The global shipping industry relies largely on AIS data to predict vessels’ movement, track seasonal trends, and improve port efficiency for operations in and out of China, which is home to more than half of the world’s top ten busiest container ports.
As the festive season approaches, the shipping sector and the global supply chain will be severely impacted by the loss of critical information on ship docking, unloading, and departure times.
China Wants To Control Information Flow?
The Chinese government’s desire to maintain complete control over all information and data within its borders is unsurprising, given President Xi Jinping’s efforts to restore the Communist Party’s influence over all aspects of the financial system and society.
As a reaction to external challenges such as US restrictions on critical technologies, the government has been pressing for economic self-sufficiency.
In the years leading up to and throughout a severe trade and technology spat with former US President Donald Trump, Xi underlined his self-reliance aspirations. For example, “Made in China 2025,” an ambitious goal to drive China’s manufacturing industry into more advanced technology domains.
However, Xi’s trusted supporter, Vice President Wang Qishan, said at the Bloomberg New Economy Forum that China would not become isolated from the rest of the world and also urged countries to make supply chains “stable and smooth”.
In addition, the country’s broad anti-tech crackdown was stretched to foreign IPOs this summer, when the Cyberspace Administration of China urged that prominent enterprises with more than a million consumers seek approval before offering shares outside of China. The isolation is further stretched to the shipping industry, which is also facing major challenges owing to the Chinese restrictions.
China’s more harsh Covid Zero rules are impeding the shipping industry’s full recovery and prolonging a crisis that has clogged ports around the world. China has begun to bar foreign crew changes in an effort to keep the virus out and has lately implemented a seven-week mandatory isolation protocol for returning Chinese mariners.

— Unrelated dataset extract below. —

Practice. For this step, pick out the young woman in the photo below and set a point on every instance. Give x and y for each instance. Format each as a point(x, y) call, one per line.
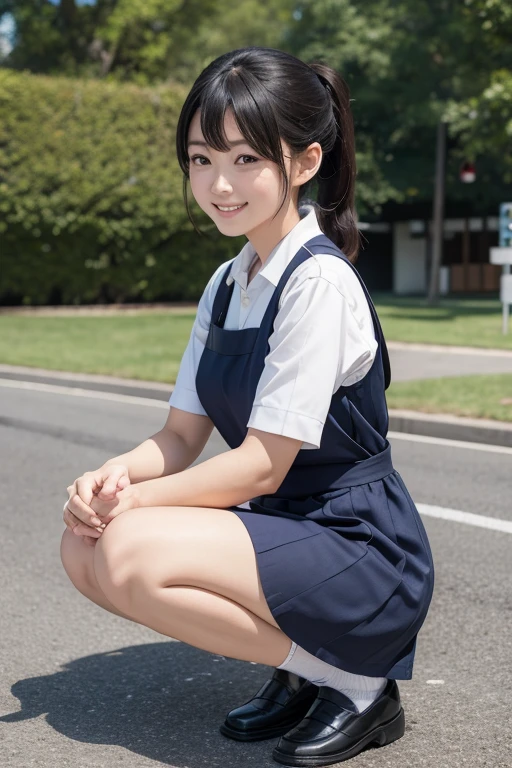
point(326, 572)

Even vessels that have refreshed their crews elsewhere must wait two weeks before being permitted to dock in China.
Ship managers and operators are urging China to ease its regulations and governments to prioritize seafarers and shipping or face further disruptions that would disproportionately impact mariners.
For nearly two years, President Xi himself has not left China. He last encountered a foreign leader in person in March 2020, when he met with Pakistan’s president in Beijing. The implications for international trade are clearly visible.
While China continues to do business and invest in other countries, the business environment within China or in China-controlled regions is slowly changing. Global CEOs are leaving China without being replaced, according to foreign chambers of commerce in the country.
Even Hong Kong’s reputation as a global financial hub has suffered a setback in the wake of Beijing’s clampdown on pro-democracy protestors and the implementation of stringent national security law in the special administrative region.